Village in the East Riding of Yorkshire, England

Long Riston is a village in the civil parish of Riston, in the East Riding of Yorkshire, England, in an area known as Holderness. It is situated approximately 9 mi north of Kingston upon Hull city centre and 6 mi east of Beverley town centre. It lies to the east of the A165 road which by-passes the village. In 1931 the parish had a population of 266. On 1 April 1935 the parish was abolished to form Riston.

The name Riston derives from the Old English hrīstūn meaning 'settlement growing with shrubs'.

The church dedicated to St Margaret was designated a Grade II* listed building in 1966 and is now recorded in the National Heritage List for England, maintained by Historic England.

The village is a commuter settlement for those working in Hull and Beverley. The village has two public houses, The Travellers Rest and The Micro Pig.

In 1823 Long Riston was a civil parish in the Wapentake and Liberty of Holderness. Population at the time was 361. Occupations included eight farmers, two blacksmiths, three grocers, two shoemakers, two tailors, two wheelwrights, a butcher, a bricklayer, a hawker, and the landlord of The Traveller public house. Two carriers operated between the village and Hull, and Beverley, twice weekly.

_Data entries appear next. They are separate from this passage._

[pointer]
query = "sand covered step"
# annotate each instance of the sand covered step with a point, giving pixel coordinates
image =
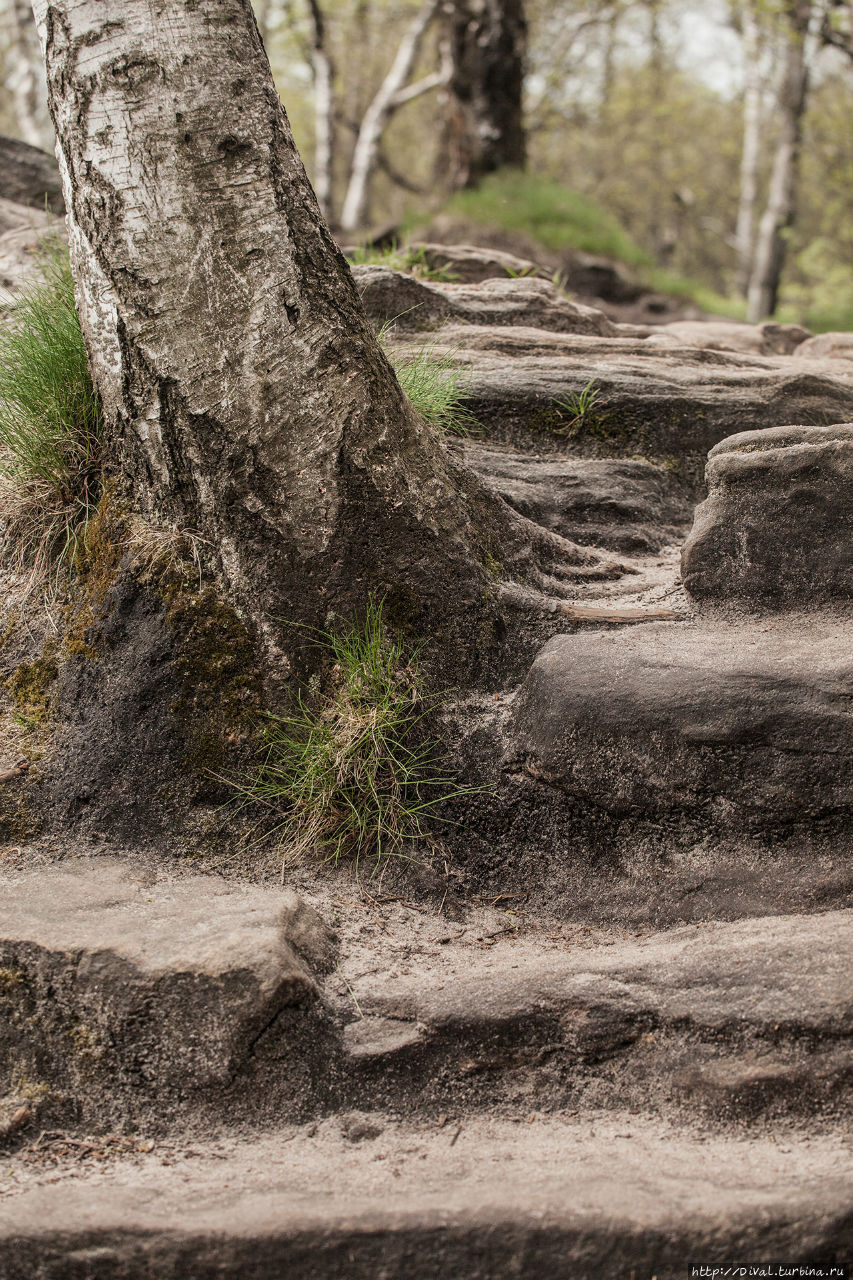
(776, 528)
(652, 402)
(738, 725)
(623, 504)
(391, 296)
(360, 1197)
(123, 990)
(737, 1020)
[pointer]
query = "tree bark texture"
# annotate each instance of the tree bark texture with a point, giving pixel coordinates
(484, 127)
(246, 391)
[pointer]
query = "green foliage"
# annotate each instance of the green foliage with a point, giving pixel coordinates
(398, 257)
(552, 214)
(350, 772)
(433, 383)
(51, 429)
(576, 408)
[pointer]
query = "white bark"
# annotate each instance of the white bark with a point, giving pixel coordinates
(780, 211)
(245, 392)
(26, 78)
(323, 112)
(393, 92)
(751, 151)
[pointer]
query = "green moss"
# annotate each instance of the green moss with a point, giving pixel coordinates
(31, 686)
(219, 673)
(97, 563)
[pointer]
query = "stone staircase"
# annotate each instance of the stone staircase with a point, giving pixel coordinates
(611, 1038)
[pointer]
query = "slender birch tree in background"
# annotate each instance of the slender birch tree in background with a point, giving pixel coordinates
(484, 96)
(26, 73)
(802, 22)
(245, 392)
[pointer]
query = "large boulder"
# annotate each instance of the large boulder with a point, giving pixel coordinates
(776, 528)
(124, 990)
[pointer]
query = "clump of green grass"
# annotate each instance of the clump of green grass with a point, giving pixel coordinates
(51, 428)
(579, 407)
(349, 772)
(434, 384)
(402, 257)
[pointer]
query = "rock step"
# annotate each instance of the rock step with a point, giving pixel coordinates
(735, 1020)
(606, 1198)
(137, 999)
(674, 771)
(652, 401)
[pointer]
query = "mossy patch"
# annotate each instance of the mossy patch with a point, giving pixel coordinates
(220, 681)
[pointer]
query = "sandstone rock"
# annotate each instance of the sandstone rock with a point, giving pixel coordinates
(733, 727)
(778, 525)
(127, 984)
(411, 305)
(826, 346)
(673, 403)
(623, 504)
(548, 1197)
(30, 176)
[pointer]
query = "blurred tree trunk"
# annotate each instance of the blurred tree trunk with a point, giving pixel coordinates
(393, 92)
(486, 127)
(751, 151)
(323, 71)
(243, 388)
(26, 78)
(802, 21)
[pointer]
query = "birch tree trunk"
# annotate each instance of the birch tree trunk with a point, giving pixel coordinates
(243, 387)
(26, 80)
(393, 92)
(771, 245)
(751, 150)
(323, 112)
(486, 128)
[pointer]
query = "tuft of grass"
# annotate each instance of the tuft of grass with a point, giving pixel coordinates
(579, 407)
(51, 428)
(349, 772)
(415, 261)
(434, 384)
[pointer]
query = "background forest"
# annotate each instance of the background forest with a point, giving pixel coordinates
(707, 145)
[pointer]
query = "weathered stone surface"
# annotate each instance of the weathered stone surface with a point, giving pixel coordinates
(492, 1198)
(30, 176)
(734, 726)
(411, 305)
(761, 339)
(778, 525)
(122, 983)
(471, 264)
(826, 346)
(623, 504)
(651, 402)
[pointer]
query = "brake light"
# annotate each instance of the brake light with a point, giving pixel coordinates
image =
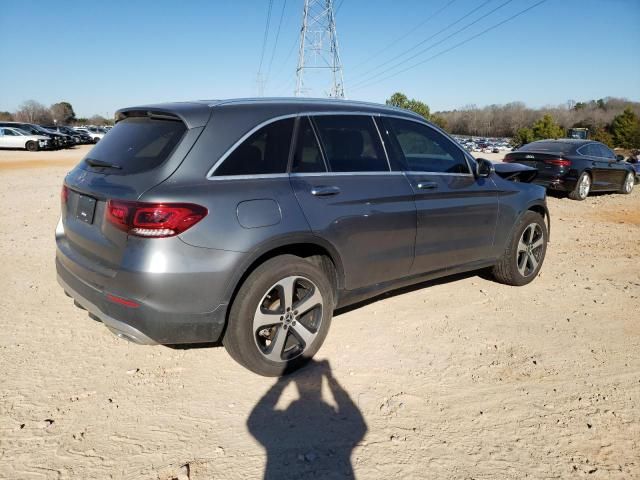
(155, 220)
(558, 162)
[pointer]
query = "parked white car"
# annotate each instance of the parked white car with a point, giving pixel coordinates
(15, 138)
(96, 134)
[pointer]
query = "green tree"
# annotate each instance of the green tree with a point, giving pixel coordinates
(400, 100)
(625, 129)
(600, 134)
(546, 127)
(63, 112)
(523, 136)
(439, 121)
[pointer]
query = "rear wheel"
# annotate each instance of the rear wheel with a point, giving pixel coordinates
(525, 251)
(627, 185)
(583, 187)
(280, 316)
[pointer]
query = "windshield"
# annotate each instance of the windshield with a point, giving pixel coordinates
(139, 144)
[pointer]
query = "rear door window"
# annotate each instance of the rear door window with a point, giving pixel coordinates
(264, 152)
(307, 157)
(139, 144)
(426, 150)
(604, 152)
(351, 143)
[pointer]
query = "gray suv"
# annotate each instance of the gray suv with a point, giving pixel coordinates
(250, 221)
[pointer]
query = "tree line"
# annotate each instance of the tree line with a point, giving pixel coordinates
(613, 121)
(61, 113)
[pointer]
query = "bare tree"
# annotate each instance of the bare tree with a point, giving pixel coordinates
(33, 112)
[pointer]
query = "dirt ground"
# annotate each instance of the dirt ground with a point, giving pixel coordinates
(462, 378)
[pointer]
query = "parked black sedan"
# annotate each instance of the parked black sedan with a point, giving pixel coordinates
(576, 166)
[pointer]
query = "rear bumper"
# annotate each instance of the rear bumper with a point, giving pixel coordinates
(556, 183)
(143, 324)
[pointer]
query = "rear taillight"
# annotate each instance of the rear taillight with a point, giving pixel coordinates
(558, 162)
(155, 220)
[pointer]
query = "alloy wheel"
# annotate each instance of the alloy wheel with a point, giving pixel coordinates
(288, 319)
(628, 183)
(530, 249)
(585, 186)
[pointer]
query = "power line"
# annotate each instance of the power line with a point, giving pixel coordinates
(275, 44)
(457, 45)
(264, 47)
(468, 14)
(402, 37)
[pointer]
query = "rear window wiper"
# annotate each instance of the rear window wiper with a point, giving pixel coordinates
(99, 163)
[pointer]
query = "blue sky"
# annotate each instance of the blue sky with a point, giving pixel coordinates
(103, 55)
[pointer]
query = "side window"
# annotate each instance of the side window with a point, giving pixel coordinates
(425, 149)
(351, 143)
(604, 152)
(308, 157)
(264, 152)
(590, 150)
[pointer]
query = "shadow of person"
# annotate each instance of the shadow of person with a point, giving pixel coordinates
(311, 438)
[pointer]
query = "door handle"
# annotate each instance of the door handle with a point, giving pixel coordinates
(322, 191)
(427, 185)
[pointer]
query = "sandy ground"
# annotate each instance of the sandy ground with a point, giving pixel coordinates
(463, 378)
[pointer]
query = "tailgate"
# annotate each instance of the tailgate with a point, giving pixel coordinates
(138, 153)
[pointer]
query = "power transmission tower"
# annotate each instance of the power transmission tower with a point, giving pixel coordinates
(319, 47)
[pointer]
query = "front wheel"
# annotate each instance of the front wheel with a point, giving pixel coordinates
(627, 185)
(525, 251)
(582, 188)
(280, 316)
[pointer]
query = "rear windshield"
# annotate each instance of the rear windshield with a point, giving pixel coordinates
(138, 144)
(555, 147)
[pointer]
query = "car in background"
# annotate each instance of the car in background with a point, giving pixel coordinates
(11, 137)
(96, 133)
(577, 167)
(55, 140)
(78, 137)
(278, 212)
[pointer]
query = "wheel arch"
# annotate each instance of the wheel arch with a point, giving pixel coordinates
(542, 209)
(304, 246)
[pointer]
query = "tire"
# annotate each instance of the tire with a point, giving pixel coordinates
(269, 339)
(582, 188)
(627, 185)
(525, 252)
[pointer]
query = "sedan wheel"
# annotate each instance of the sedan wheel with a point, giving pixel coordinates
(525, 251)
(629, 181)
(583, 187)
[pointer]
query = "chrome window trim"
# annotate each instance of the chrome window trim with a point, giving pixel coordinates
(446, 135)
(384, 147)
(230, 150)
(344, 174)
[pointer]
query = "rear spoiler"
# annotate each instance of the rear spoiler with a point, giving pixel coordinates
(191, 114)
(516, 171)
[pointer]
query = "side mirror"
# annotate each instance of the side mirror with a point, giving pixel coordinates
(484, 167)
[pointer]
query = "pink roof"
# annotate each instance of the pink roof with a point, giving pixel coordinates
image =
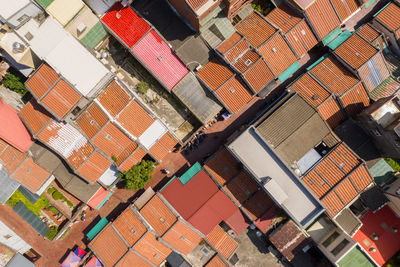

In 1872 land adjacent to Main Street was given for the establishment of a school. The school was completed in March 1873. Until the late 1950s it was known as Long Riston School and served both Long Riston and the hamlet of Arnold. Subsequently, it became known as Riston C E Primary School. The school is a voluntary controlled church school in the diocese of York.

The church stands back from the road in fields at the north end of the village that show signs of medieval ridge and furrow farming and next to an area called Butt Hills where there is evidence of archery butts. Long Riston Archery Festival has been held yearly since 2013 in the Medieval archery butts next to St Margaret's church, Long Riston.